Use the Channel-based Streaming Walker (WalkStream) when

  • You want to process entries as they're discovered
  • You prefer a channel-based programming style
  • You need to integrate with other Go concurrency patterns
  • You want to process entries concurrently with other operations
  • You need to handle very large directory structures
  • Memory efficiency is important

Scalability Considerations

The streaming walker implementations (both callback and channel-based) offer significant advantages for large directory structures:

  1. Memory Efficiency: Since entries are processed as they're discovered, the memory footprint remains relatively constant regardless of the directory size.

  2. Responsiveness: Users can start processing entries immediately, rather than waiting for the entire walk to complete.

  3. Cancellation: Operations can be cancelled mid-walk using context cancellation.

  4. Progress Reporting: Real-time progress updates can be provided during the walk.

For very large directory structures (millions of files), the streaming implementations are strongly recommended to avoid out-of-memory errors and provide better user experience.

Configuration Options

The Walker component can be configured using the WalkOptions struct:

type WalkOptions struct {
    // ComputeHashes determines whether file hashes should be computed.
    ComputeHashes bool
    // FollowSymlinks determines whether symbolic links should be followed.
    FollowSymlinks bool
    // MaxDepth is the maximum directory depth to traverse (0 means no limit).
    MaxDepth int
    // NumWorkers specifies the number of worker goroutines for parallel processing.
    NumWorkers int
    // HashAlgorithm specifies the algorithm to be used like "BLAKE3", "MD5" etc
    HashAlgorithm string
    // SkipErrors specifies that errors should not cancel operations
    SkipErrors bool
    // ExcludePatterns is a list of filepath.Match patterns to exclude from the walk.
    ExcludePatterns []string
    // UsePartialHashing enables partial hashing for large files.
    UsePartialHashing bool
    // PartialHashingThreshold is the file size threshold in bytes above which
    // partial hashing will be used (if enabled).

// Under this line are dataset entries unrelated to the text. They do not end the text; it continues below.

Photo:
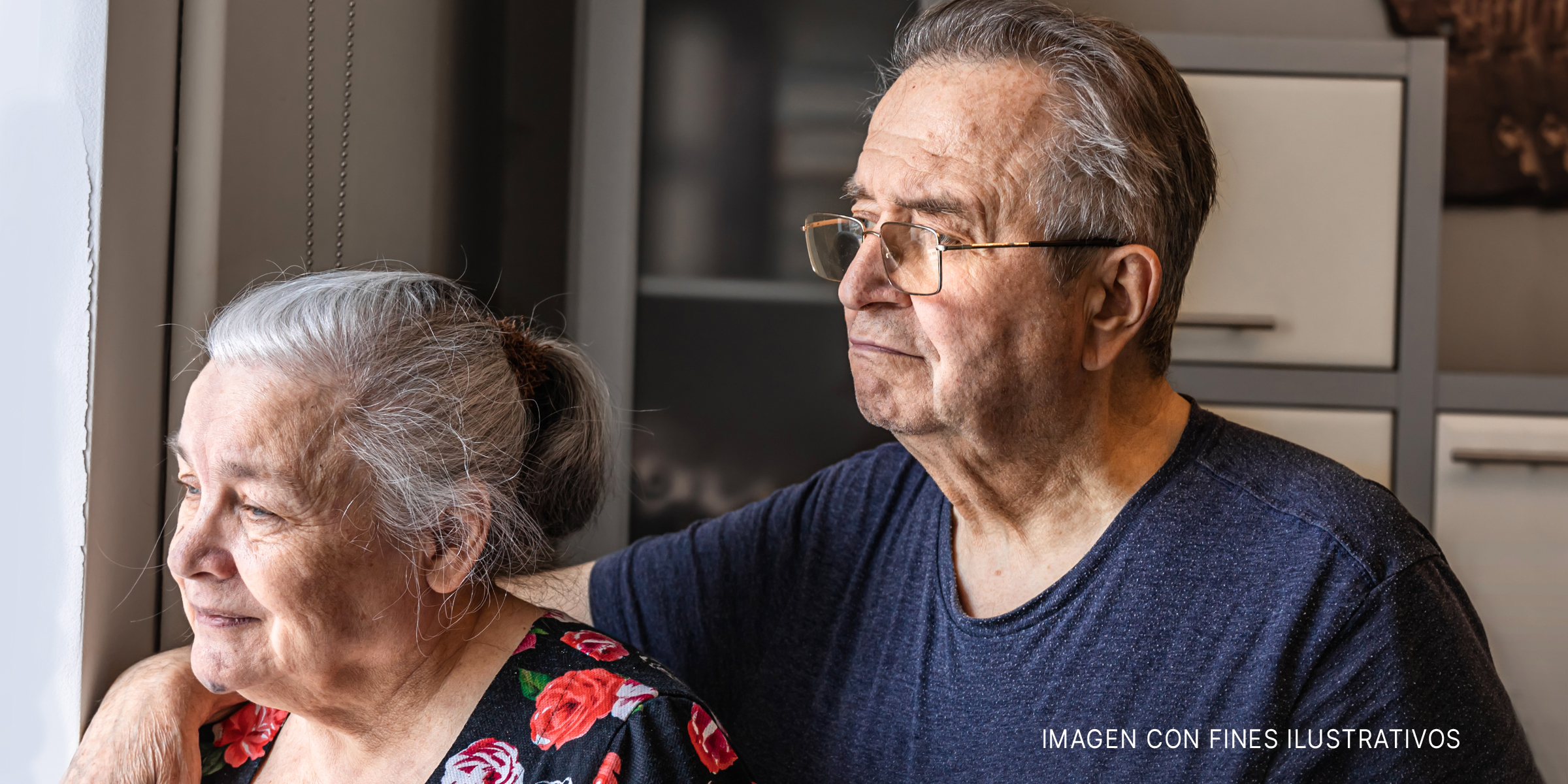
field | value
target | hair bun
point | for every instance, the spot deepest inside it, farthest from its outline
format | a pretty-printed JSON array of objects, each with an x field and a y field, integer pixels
[{"x": 524, "y": 353}]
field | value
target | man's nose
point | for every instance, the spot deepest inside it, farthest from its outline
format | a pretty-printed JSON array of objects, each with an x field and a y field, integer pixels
[
  {"x": 866, "y": 281},
  {"x": 198, "y": 549}
]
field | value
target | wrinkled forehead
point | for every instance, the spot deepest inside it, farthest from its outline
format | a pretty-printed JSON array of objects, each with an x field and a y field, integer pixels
[
  {"x": 253, "y": 422},
  {"x": 960, "y": 126}
]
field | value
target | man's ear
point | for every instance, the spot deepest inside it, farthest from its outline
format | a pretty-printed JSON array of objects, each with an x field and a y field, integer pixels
[
  {"x": 1123, "y": 289},
  {"x": 448, "y": 557}
]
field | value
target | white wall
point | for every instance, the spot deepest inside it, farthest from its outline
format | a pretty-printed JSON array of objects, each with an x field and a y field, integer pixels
[{"x": 51, "y": 148}]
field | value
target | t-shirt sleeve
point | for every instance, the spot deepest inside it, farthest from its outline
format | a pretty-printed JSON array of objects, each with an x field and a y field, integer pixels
[
  {"x": 672, "y": 741},
  {"x": 703, "y": 596},
  {"x": 1410, "y": 694}
]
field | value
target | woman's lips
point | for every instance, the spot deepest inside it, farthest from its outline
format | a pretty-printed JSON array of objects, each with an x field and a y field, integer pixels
[{"x": 218, "y": 620}]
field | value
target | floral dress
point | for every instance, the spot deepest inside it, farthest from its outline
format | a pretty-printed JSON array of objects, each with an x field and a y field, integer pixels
[{"x": 570, "y": 706}]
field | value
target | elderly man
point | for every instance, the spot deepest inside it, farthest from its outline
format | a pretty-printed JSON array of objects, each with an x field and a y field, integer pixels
[{"x": 1064, "y": 570}]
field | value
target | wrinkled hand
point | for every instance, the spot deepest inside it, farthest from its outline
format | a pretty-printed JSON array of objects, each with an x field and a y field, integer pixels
[{"x": 145, "y": 733}]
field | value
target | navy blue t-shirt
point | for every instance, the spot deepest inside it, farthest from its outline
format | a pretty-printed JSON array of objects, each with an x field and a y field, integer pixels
[{"x": 1252, "y": 601}]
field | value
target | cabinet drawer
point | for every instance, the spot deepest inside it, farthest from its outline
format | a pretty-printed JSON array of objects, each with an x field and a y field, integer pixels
[
  {"x": 1503, "y": 521},
  {"x": 1360, "y": 440},
  {"x": 1302, "y": 250}
]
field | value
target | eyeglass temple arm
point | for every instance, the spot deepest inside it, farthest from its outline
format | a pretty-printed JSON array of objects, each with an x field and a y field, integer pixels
[{"x": 1037, "y": 244}]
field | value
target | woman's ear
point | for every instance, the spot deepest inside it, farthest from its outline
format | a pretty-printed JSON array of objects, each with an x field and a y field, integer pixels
[
  {"x": 1123, "y": 289},
  {"x": 449, "y": 555}
]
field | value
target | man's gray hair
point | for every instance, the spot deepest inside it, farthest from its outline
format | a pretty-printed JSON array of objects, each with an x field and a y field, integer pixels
[
  {"x": 1128, "y": 157},
  {"x": 430, "y": 404}
]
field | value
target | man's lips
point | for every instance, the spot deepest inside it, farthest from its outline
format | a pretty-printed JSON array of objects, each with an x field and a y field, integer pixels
[
  {"x": 868, "y": 346},
  {"x": 221, "y": 618}
]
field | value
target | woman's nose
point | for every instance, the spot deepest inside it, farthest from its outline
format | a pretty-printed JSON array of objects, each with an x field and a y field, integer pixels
[
  {"x": 198, "y": 549},
  {"x": 866, "y": 281}
]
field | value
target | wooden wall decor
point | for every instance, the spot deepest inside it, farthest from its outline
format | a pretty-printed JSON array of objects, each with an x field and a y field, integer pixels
[{"x": 1507, "y": 96}]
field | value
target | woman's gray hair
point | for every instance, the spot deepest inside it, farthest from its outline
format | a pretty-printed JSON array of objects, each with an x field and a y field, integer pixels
[
  {"x": 1128, "y": 157},
  {"x": 430, "y": 402}
]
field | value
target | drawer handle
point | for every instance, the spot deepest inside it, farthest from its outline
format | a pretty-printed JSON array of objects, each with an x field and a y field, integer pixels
[
  {"x": 1515, "y": 457},
  {"x": 1227, "y": 322}
]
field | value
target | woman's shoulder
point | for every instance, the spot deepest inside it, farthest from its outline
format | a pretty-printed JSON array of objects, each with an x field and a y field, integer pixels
[
  {"x": 561, "y": 644},
  {"x": 576, "y": 702}
]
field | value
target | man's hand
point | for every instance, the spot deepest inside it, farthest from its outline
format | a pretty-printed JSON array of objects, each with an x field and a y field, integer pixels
[
  {"x": 145, "y": 733},
  {"x": 565, "y": 590}
]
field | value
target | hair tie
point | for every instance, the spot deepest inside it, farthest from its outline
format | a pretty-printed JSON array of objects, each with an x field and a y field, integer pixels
[{"x": 526, "y": 355}]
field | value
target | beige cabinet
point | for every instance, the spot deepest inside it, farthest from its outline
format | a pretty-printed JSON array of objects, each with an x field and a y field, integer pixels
[
  {"x": 1299, "y": 263},
  {"x": 1503, "y": 521},
  {"x": 1360, "y": 440}
]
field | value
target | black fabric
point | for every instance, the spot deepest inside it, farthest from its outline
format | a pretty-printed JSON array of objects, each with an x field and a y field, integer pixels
[
  {"x": 571, "y": 704},
  {"x": 1250, "y": 590}
]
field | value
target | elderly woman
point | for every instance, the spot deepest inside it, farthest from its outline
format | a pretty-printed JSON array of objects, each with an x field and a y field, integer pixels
[{"x": 365, "y": 455}]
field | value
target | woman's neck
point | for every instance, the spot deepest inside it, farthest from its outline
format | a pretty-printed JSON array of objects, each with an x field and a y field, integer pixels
[{"x": 394, "y": 719}]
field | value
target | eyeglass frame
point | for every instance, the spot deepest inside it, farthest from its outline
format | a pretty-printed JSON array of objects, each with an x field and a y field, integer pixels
[{"x": 941, "y": 247}]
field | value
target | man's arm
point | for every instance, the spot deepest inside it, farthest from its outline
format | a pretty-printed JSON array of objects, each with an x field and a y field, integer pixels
[
  {"x": 145, "y": 731},
  {"x": 565, "y": 590}
]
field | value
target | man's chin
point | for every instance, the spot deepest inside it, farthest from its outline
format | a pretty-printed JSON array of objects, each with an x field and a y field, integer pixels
[{"x": 896, "y": 419}]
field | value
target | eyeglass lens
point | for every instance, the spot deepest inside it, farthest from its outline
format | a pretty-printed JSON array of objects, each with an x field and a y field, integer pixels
[{"x": 910, "y": 256}]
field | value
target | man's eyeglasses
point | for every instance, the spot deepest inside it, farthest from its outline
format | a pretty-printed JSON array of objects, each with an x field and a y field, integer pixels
[{"x": 911, "y": 255}]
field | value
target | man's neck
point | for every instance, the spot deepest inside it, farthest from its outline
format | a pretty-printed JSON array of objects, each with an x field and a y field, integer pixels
[{"x": 1031, "y": 502}]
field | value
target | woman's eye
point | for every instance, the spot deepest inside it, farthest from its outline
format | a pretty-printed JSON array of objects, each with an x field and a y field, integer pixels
[{"x": 256, "y": 514}]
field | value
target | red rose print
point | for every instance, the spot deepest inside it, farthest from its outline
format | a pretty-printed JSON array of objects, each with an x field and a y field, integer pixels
[
  {"x": 710, "y": 741},
  {"x": 485, "y": 761},
  {"x": 629, "y": 696},
  {"x": 527, "y": 642},
  {"x": 570, "y": 704},
  {"x": 595, "y": 645},
  {"x": 247, "y": 733},
  {"x": 609, "y": 769}
]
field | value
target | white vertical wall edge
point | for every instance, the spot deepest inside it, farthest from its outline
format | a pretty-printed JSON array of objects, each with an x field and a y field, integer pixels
[
  {"x": 129, "y": 342},
  {"x": 51, "y": 174},
  {"x": 601, "y": 310}
]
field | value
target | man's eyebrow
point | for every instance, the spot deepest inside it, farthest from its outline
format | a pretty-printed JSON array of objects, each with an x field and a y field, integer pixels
[
  {"x": 939, "y": 204},
  {"x": 935, "y": 206}
]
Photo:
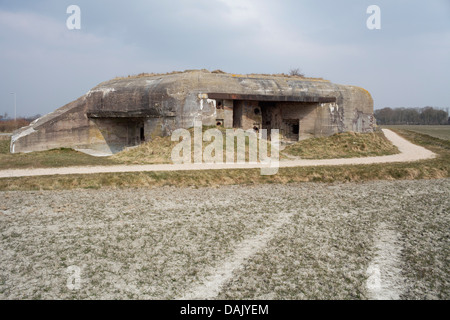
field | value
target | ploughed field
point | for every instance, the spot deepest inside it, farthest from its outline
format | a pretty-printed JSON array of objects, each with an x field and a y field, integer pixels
[{"x": 382, "y": 239}]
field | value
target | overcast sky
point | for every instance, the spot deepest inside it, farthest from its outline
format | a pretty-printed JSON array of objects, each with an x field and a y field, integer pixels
[{"x": 405, "y": 64}]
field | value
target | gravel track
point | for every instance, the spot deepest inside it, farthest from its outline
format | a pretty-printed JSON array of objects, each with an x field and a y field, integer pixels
[{"x": 408, "y": 152}]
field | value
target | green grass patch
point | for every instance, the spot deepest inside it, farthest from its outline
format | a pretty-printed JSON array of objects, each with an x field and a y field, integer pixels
[
  {"x": 54, "y": 158},
  {"x": 343, "y": 145}
]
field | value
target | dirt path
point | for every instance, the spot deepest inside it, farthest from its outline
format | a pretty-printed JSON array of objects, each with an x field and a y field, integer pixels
[{"x": 408, "y": 152}]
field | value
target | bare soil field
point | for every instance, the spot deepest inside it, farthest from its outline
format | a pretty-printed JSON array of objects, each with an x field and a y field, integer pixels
[
  {"x": 440, "y": 132},
  {"x": 382, "y": 239}
]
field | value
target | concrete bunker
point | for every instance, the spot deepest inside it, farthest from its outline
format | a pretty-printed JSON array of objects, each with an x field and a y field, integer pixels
[{"x": 125, "y": 112}]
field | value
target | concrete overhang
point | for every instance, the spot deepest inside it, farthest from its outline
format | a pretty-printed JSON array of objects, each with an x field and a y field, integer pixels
[{"x": 273, "y": 98}]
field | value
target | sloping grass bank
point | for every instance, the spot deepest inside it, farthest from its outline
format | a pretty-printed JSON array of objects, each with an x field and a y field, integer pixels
[{"x": 343, "y": 145}]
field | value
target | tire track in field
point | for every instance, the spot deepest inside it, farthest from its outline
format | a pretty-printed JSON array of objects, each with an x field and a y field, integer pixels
[{"x": 211, "y": 285}]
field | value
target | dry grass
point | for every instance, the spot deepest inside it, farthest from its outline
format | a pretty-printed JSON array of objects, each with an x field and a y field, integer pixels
[
  {"x": 142, "y": 243},
  {"x": 440, "y": 132},
  {"x": 251, "y": 75},
  {"x": 343, "y": 145},
  {"x": 47, "y": 159},
  {"x": 159, "y": 149},
  {"x": 426, "y": 169}
]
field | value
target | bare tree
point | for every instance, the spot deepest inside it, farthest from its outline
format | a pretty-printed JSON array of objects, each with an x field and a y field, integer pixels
[{"x": 296, "y": 72}]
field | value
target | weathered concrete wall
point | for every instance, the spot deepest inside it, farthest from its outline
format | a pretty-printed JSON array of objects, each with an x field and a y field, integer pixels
[{"x": 161, "y": 104}]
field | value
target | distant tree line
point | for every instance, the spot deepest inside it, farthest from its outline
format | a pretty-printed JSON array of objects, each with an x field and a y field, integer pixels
[{"x": 425, "y": 116}]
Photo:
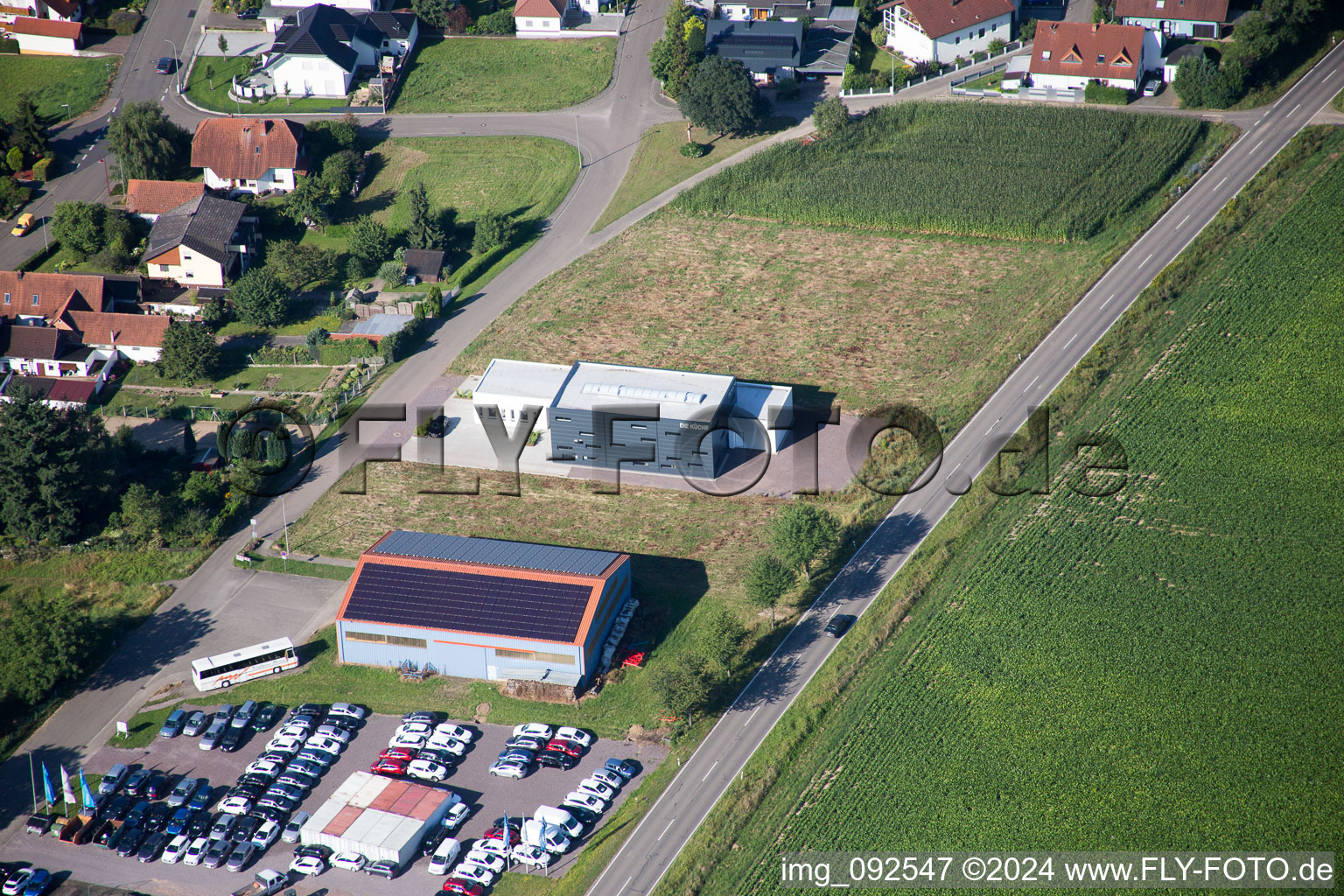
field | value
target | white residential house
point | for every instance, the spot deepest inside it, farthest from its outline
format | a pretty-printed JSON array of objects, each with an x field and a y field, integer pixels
[
  {"x": 248, "y": 155},
  {"x": 944, "y": 30},
  {"x": 1071, "y": 54}
]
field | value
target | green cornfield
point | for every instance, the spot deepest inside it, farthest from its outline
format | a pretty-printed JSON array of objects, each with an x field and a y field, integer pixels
[
  {"x": 1031, "y": 172},
  {"x": 1161, "y": 669}
]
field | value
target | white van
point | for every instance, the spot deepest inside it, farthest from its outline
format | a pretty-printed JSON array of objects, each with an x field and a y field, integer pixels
[
  {"x": 561, "y": 818},
  {"x": 444, "y": 856}
]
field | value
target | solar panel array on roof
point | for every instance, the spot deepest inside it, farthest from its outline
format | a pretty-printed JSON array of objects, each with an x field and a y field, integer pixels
[
  {"x": 468, "y": 602},
  {"x": 546, "y": 557}
]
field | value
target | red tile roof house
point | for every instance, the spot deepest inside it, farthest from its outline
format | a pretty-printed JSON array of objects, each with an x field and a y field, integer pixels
[
  {"x": 942, "y": 30},
  {"x": 1071, "y": 54},
  {"x": 248, "y": 155},
  {"x": 46, "y": 37},
  {"x": 1175, "y": 18}
]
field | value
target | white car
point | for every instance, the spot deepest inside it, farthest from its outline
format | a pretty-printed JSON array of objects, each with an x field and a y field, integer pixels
[
  {"x": 426, "y": 770},
  {"x": 608, "y": 778},
  {"x": 584, "y": 801},
  {"x": 195, "y": 852},
  {"x": 326, "y": 745},
  {"x": 266, "y": 835},
  {"x": 483, "y": 876},
  {"x": 486, "y": 860},
  {"x": 235, "y": 806},
  {"x": 411, "y": 742},
  {"x": 456, "y": 815},
  {"x": 284, "y": 743},
  {"x": 346, "y": 710},
  {"x": 444, "y": 856},
  {"x": 335, "y": 732},
  {"x": 263, "y": 767},
  {"x": 534, "y": 730},
  {"x": 175, "y": 850},
  {"x": 531, "y": 856},
  {"x": 308, "y": 865},
  {"x": 596, "y": 788},
  {"x": 446, "y": 745},
  {"x": 508, "y": 770},
  {"x": 574, "y": 737},
  {"x": 416, "y": 728},
  {"x": 456, "y": 732}
]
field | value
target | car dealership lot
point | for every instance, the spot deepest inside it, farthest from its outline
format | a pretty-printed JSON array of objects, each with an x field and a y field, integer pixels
[{"x": 489, "y": 797}]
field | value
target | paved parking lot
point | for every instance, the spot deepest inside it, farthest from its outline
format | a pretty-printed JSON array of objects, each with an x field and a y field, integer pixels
[{"x": 489, "y": 798}]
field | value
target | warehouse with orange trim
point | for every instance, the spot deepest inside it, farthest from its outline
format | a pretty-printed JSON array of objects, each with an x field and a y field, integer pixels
[{"x": 483, "y": 607}]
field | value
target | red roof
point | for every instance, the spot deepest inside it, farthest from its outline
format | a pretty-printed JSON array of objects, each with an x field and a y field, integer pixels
[
  {"x": 1088, "y": 50},
  {"x": 539, "y": 10},
  {"x": 159, "y": 196},
  {"x": 46, "y": 27},
  {"x": 941, "y": 18},
  {"x": 1173, "y": 10},
  {"x": 246, "y": 148}
]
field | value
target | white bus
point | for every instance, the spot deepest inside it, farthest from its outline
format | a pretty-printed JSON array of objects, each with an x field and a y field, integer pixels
[{"x": 243, "y": 665}]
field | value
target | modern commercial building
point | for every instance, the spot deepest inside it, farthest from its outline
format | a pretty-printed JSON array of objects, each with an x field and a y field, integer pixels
[
  {"x": 379, "y": 818},
  {"x": 696, "y": 424},
  {"x": 483, "y": 607}
]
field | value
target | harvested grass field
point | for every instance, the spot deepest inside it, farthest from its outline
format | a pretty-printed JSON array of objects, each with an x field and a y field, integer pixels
[
  {"x": 657, "y": 164},
  {"x": 504, "y": 74},
  {"x": 52, "y": 80},
  {"x": 1158, "y": 669}
]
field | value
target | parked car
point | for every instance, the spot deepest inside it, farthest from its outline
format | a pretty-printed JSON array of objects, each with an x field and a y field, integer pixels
[
  {"x": 173, "y": 724},
  {"x": 113, "y": 778},
  {"x": 292, "y": 830}
]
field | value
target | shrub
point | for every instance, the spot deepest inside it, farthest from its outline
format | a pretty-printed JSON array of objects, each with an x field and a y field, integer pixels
[{"x": 1096, "y": 92}]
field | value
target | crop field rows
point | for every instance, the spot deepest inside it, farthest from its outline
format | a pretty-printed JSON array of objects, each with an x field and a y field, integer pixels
[
  {"x": 1032, "y": 172},
  {"x": 1158, "y": 669}
]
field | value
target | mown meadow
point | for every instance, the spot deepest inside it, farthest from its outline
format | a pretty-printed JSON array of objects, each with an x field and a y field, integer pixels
[
  {"x": 1158, "y": 669},
  {"x": 1031, "y": 172}
]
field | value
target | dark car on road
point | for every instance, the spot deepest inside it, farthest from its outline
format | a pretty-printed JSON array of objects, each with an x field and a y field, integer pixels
[{"x": 839, "y": 624}]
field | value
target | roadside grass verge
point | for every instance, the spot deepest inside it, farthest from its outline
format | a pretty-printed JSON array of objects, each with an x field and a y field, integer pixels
[
  {"x": 504, "y": 74},
  {"x": 52, "y": 80},
  {"x": 1043, "y": 662},
  {"x": 657, "y": 165}
]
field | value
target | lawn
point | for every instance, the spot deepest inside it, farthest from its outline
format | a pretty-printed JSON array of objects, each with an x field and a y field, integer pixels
[
  {"x": 200, "y": 92},
  {"x": 657, "y": 164},
  {"x": 504, "y": 74},
  {"x": 1158, "y": 669},
  {"x": 52, "y": 80},
  {"x": 938, "y": 167}
]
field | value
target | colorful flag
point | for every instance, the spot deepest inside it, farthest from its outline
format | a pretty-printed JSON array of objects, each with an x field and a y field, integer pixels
[
  {"x": 84, "y": 790},
  {"x": 65, "y": 786}
]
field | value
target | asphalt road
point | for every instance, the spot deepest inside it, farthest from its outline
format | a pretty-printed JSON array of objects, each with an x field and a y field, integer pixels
[{"x": 674, "y": 818}]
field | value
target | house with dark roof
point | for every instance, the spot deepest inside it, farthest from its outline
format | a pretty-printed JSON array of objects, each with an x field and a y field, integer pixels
[
  {"x": 202, "y": 242},
  {"x": 1071, "y": 54},
  {"x": 250, "y": 155},
  {"x": 318, "y": 49},
  {"x": 483, "y": 607},
  {"x": 944, "y": 30},
  {"x": 1175, "y": 18},
  {"x": 153, "y": 198}
]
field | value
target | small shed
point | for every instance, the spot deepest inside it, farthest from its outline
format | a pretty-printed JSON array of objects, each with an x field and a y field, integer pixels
[{"x": 424, "y": 265}]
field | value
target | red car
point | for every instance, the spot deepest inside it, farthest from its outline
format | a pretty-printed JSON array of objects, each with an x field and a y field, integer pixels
[
  {"x": 388, "y": 767},
  {"x": 498, "y": 833},
  {"x": 567, "y": 747}
]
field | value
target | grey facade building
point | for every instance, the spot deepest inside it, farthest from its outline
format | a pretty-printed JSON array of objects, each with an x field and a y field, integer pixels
[{"x": 483, "y": 607}]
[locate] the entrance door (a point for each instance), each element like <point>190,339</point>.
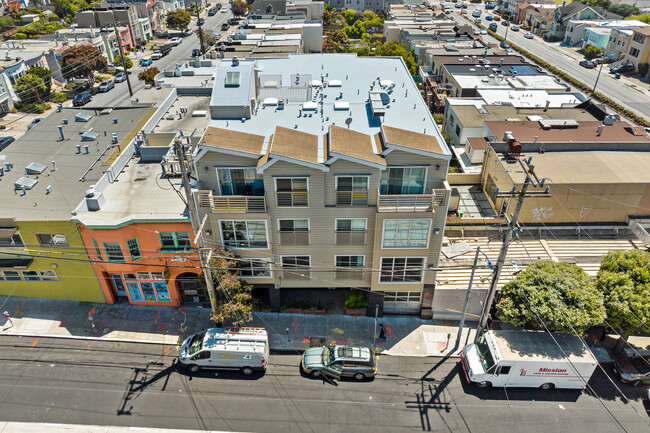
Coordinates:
<point>118,286</point>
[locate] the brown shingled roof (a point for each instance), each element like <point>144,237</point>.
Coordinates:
<point>354,144</point>
<point>410,139</point>
<point>295,144</point>
<point>233,140</point>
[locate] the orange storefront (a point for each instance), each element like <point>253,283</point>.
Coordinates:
<point>145,263</point>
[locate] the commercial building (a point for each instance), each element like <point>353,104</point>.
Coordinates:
<point>44,174</point>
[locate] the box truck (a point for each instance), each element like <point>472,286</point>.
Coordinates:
<point>243,349</point>
<point>528,359</point>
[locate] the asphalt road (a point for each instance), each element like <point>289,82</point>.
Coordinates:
<point>126,384</point>
<point>119,96</point>
<point>629,97</point>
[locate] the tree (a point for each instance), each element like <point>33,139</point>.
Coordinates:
<point>80,61</point>
<point>624,10</point>
<point>592,52</point>
<point>148,75</point>
<point>546,286</point>
<point>234,301</point>
<point>239,8</point>
<point>624,281</point>
<point>392,48</point>
<point>117,61</point>
<point>178,19</point>
<point>30,88</point>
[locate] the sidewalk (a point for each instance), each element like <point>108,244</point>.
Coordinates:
<point>405,335</point>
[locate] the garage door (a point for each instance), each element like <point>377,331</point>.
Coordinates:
<point>402,302</point>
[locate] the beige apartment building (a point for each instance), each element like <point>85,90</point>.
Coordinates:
<point>323,180</point>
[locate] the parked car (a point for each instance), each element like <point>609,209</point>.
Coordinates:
<point>6,141</point>
<point>34,122</point>
<point>587,64</point>
<point>82,99</point>
<point>633,369</point>
<point>339,361</point>
<point>105,86</point>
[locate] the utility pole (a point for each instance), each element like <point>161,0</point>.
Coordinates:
<point>467,295</point>
<point>531,179</point>
<point>197,227</point>
<point>119,43</point>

Default is 10MB.
    PartialHashingThreshold int64
}

Default options can be obtained using:

options := walker.DefaultWalkOptions()

Example: Processing a Large Directory Tree

// Using the callback-based streaming walker
processedCount := 0
totalCount := 0

err := walker.WalkStreamWithCallback(ctx, rootDir, walker.DefaultWalkOptions(), 
    func(entry walker.SnapshotEntry) error {
        processedCount++

        // Process the entry
        if !entry.IsDir {
            // Do something with the file
            fmt.Printf("Processing file %s (%d/%d)\n", entry.Path, processedCount, totalCount)
        }

        return nil
    })

if err != nil {
    fmt.Printf("Error walking directory: %v\n", err)
}

Example: Concurrent Processing with Channels

// Using the channel-based streaming walker
entryChan, errChan := walker.WalkStream(ctx, rootDir)

// Create a worker pool
const numWorkers = 4
var wg sync.WaitGroup
wg.Add(numWorkers)

// Start workers
for i := 0; i < numWorkers; i++ {
    go func() {
        defer wg.Done()
        for entry := range entryChan {
            if !entry.IsDir {
                // Process the file
                processFile(entry)
            }
        }
    }()
}

// Wait for all entries to be processed
wg.Wait()

// Check for errors
if err := <-errChan; err != nil {
    fmt.Printf("Error walking directory: %v\n", err)
}

Integration with Other Components

The Walker integrates with:

  • Serializer: Provides file metadata to be serialized
  • Storage: Indirectly supplies the data for snapshots
  • Diff: Enables comparison by providing consistent metadata

Conclusion

FlashFS provides multiple walker implementations to suit different use cases and programming styles. For most applications, the streaming implementations offer the best balance of features, scalability, and usability, especially for large directory structures. The standard walker provides slightly better performance for small to medium-sized directories when all entries need to be collected before processing.